In another post about database development, xUnit Style Database Unit Testing, I briefly referred to the ‘Public Interface’ of the database and what might constitute it. Obviously in SQL there is no direct equivalent of ‘public’ and ‘private’ that you can use to restrict access to objects on a logical level, but there is a real security mechanism instead that you can leverage. By following the “Principle of Least Privilege” and only granting access (e.g. EXECUTE permissions) on those objects that the client needs to use you can enforce a real public/private barrier.

Sadly this is not altogether intuitive from a maintenance perspective and can easily lead to the erroneous exposure of private procedures without some other convention to highlight the intended accessibility of the code. Even if you also follow the principle that you only write unit tests that target the public interface, it’s still not enough. One option would be to adorn the names of private procedures with another prefix or suffix, e.g.

exec __Customer_VerifyState @current, @intended
exec Customer_VerifyState_private @current, @intended
exec Customer_internal_VerifyState @current, @intended

Using a prefix disrupts the nice grouping in the IDE/file-system, whilst a suffix may be invisible if it’s too subtle. Placing it between the ‘Type’ and ‘Method’ names adds a little speed bump that could provide enough of a clue without adversely affecting readability, although it feels more intrusive than the suffix. If you are purely relying on naming conventions then a more intrusive adornment may be better as you can then use a tool like grep to find violations in your sever and client code.

The only other option I see available would be to use schemas, e.g.

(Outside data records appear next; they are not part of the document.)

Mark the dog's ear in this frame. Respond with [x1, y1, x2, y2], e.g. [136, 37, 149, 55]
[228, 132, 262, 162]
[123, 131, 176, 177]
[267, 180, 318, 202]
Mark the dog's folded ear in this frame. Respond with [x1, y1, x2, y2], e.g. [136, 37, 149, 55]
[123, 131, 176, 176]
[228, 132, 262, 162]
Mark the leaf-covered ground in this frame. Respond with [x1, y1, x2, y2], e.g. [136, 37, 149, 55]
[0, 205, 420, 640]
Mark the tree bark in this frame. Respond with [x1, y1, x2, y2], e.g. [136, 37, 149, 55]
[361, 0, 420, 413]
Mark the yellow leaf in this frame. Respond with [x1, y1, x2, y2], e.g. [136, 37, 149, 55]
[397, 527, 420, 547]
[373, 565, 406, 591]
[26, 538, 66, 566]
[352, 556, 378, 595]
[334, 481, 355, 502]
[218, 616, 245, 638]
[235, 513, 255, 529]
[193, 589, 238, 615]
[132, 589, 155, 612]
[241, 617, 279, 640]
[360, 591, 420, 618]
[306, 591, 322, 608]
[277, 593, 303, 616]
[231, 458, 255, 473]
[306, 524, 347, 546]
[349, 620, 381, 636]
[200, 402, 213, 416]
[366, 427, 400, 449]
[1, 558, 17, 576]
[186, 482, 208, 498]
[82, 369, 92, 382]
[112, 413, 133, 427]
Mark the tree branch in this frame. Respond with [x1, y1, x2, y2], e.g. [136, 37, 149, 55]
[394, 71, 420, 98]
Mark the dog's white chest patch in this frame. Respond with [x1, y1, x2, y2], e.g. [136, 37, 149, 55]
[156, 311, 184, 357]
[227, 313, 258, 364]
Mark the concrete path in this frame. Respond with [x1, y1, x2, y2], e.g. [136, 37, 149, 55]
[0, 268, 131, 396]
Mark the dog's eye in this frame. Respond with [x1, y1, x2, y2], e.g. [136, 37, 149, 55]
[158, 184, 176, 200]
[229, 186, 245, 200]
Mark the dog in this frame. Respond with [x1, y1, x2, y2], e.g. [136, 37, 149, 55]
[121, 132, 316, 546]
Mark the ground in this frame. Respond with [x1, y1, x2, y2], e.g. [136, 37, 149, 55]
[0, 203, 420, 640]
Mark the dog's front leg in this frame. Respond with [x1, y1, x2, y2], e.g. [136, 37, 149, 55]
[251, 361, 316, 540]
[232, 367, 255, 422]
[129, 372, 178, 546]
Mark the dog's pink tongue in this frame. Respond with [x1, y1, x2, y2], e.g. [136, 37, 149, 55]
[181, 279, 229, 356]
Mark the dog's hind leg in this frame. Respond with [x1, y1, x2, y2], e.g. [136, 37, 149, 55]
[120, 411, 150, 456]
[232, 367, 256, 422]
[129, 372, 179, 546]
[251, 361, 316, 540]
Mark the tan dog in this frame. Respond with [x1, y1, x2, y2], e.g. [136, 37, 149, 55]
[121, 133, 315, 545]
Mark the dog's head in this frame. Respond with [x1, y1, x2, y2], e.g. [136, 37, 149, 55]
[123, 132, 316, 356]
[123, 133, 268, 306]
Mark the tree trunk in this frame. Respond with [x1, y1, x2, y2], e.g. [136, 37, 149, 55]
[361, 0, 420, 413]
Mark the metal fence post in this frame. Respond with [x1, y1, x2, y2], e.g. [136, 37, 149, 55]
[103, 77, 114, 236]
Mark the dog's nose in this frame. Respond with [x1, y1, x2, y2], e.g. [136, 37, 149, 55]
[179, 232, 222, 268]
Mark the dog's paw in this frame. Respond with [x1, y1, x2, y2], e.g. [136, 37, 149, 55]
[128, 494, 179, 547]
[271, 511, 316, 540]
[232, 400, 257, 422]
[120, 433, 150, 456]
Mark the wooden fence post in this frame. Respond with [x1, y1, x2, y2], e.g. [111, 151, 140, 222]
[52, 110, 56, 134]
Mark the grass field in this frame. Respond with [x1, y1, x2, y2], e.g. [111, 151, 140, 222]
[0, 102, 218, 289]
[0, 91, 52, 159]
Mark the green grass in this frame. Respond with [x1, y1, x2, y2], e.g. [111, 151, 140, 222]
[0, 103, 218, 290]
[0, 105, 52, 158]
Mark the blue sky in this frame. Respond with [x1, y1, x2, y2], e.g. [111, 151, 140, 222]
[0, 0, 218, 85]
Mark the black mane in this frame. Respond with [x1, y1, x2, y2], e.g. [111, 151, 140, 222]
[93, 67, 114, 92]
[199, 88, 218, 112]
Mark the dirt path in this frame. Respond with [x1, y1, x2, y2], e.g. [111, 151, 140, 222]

exec private.Customer_VerifyState @current, @intended

I’ve not played much with schemas and on my current project we have already used them to distinguish between the core production code and other procedures that aid in unit testing (via a ‘test’ schema) or support utilities (via a ‘util’ schema). Our inexperience with schemas has also meant that we’ve run into a few minor permissioning issues with temporary tables and user-defined types that makes us a little wary of sprinkling them too liberally.

SQL Maintenance

All the teams I’ve worked in during the last dozen or so years have had developers whose main role is to maintain the database code. That doesn’t mean that they didn’t have other skills as well, but effectively they were hired to maintain the SQL side of the codebase. That also doesn’t mean that other developers did not contribute to the SQL code (although in some cases a more rigid structure was in place) as SQL is often a core skill, but the quality of SQL generated by the generalists may not be sufficiently high enough for the volume of data being manipulated.

I definitely put myself in the category of developers that can write basic SQL queries and stored procedures and can handle many table joins, but when it comes to concepts like nested sub-queries I start to question whether I’m writing an efficient query or not. I’ve also read around the subject enough to know that cursors have their place and it’s not usually in the kinds of queries I write so having a SQL expert around to turn my functional query into an efficient one really helps.

Of course the query optimisers built into SQL databases now are way more advanced that when I first started using them, but there still seems to be a need for SQL experts who can tweak a query to correct the optimisers bad judgment calls and give orders of magnitude performance gains, or add some hints to avoid deadlocks caused by lock escalation. This kind of maintenance is so much easier if the SQL is contained within stored procedures as you can leverage the faster deployment mechanism.

 

[*] Naturally much of the boiler-plate code has been refactored out by wrapping the underlying SQL classes and using Execute Around Method so that it has minimal excess baggage.